A processo, per quell’aggressione a una festa di fine anno del liceo, Sabato Battaglia. Lo stesso che, sempre a pugni, un anno fa ha ucciso alla rotatoria del Riello Federico Venzi, 43enne romano residente a Caprarola.
E’ il giugno del 2012. Battaglia, appena maggiorenne, e alcuni amici vanno a una festa in zona valle Faul. Il locale è pieno di liceali che ballano e si divertono, fino allo screzio in pista tra Battaglia, altre persone e un ragazzo, messo all’angolo. Un amico interviene per difenderlo. Fa appena in tempo a dire “Lasciatelo stare!” che gli arriva un cazzotto in pieno viso che lo manda all’ospedale.

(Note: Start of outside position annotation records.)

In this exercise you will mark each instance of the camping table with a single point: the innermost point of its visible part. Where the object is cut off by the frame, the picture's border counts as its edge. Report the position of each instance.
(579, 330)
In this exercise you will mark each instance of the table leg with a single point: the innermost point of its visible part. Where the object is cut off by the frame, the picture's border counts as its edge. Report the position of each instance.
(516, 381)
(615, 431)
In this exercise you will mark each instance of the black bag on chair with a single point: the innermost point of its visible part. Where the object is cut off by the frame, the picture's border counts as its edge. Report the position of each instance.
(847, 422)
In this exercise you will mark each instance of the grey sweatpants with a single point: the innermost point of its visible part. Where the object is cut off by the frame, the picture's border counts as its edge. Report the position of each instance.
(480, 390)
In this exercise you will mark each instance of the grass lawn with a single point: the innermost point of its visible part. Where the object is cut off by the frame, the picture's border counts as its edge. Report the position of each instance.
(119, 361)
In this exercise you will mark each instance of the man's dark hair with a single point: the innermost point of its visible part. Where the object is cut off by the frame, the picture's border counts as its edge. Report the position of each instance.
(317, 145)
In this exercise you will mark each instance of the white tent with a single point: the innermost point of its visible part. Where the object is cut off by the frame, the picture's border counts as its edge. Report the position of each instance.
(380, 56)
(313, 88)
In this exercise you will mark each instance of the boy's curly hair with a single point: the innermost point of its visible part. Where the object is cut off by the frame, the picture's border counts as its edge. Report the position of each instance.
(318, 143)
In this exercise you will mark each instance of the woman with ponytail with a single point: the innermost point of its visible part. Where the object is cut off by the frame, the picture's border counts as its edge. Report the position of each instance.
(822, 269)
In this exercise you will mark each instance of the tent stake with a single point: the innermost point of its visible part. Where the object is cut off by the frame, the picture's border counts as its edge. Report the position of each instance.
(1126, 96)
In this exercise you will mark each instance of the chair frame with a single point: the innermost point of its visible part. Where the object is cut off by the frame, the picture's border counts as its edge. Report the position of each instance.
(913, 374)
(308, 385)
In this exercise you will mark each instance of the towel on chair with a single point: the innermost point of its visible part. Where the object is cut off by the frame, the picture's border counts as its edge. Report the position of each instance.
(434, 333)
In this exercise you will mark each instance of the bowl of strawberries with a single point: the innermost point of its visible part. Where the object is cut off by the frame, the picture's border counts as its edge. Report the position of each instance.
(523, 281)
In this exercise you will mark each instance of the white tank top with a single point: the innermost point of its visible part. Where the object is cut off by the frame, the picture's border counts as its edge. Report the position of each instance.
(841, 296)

Battaglia finisce a giudizio per lesioni gravi. Mercoledì 18 ottobre l’udienza davanti al giudice Silvia Mattei, che ascolterà i primi testimoni.
Dalla sua Battaglia ha che l’aggressore ha colpito alle spalle, un elemento sul quale la difesa potrebbe puntare per mettere in dubbio le accuse o proporre un’assoluzione per insufficienza di prove. Molto dipenderà dai racconti dei testimoni oculari, primo tra tutti il ragazzo aggredito, costituito parte civile al processo tramite l’avvocato Paolo Casini.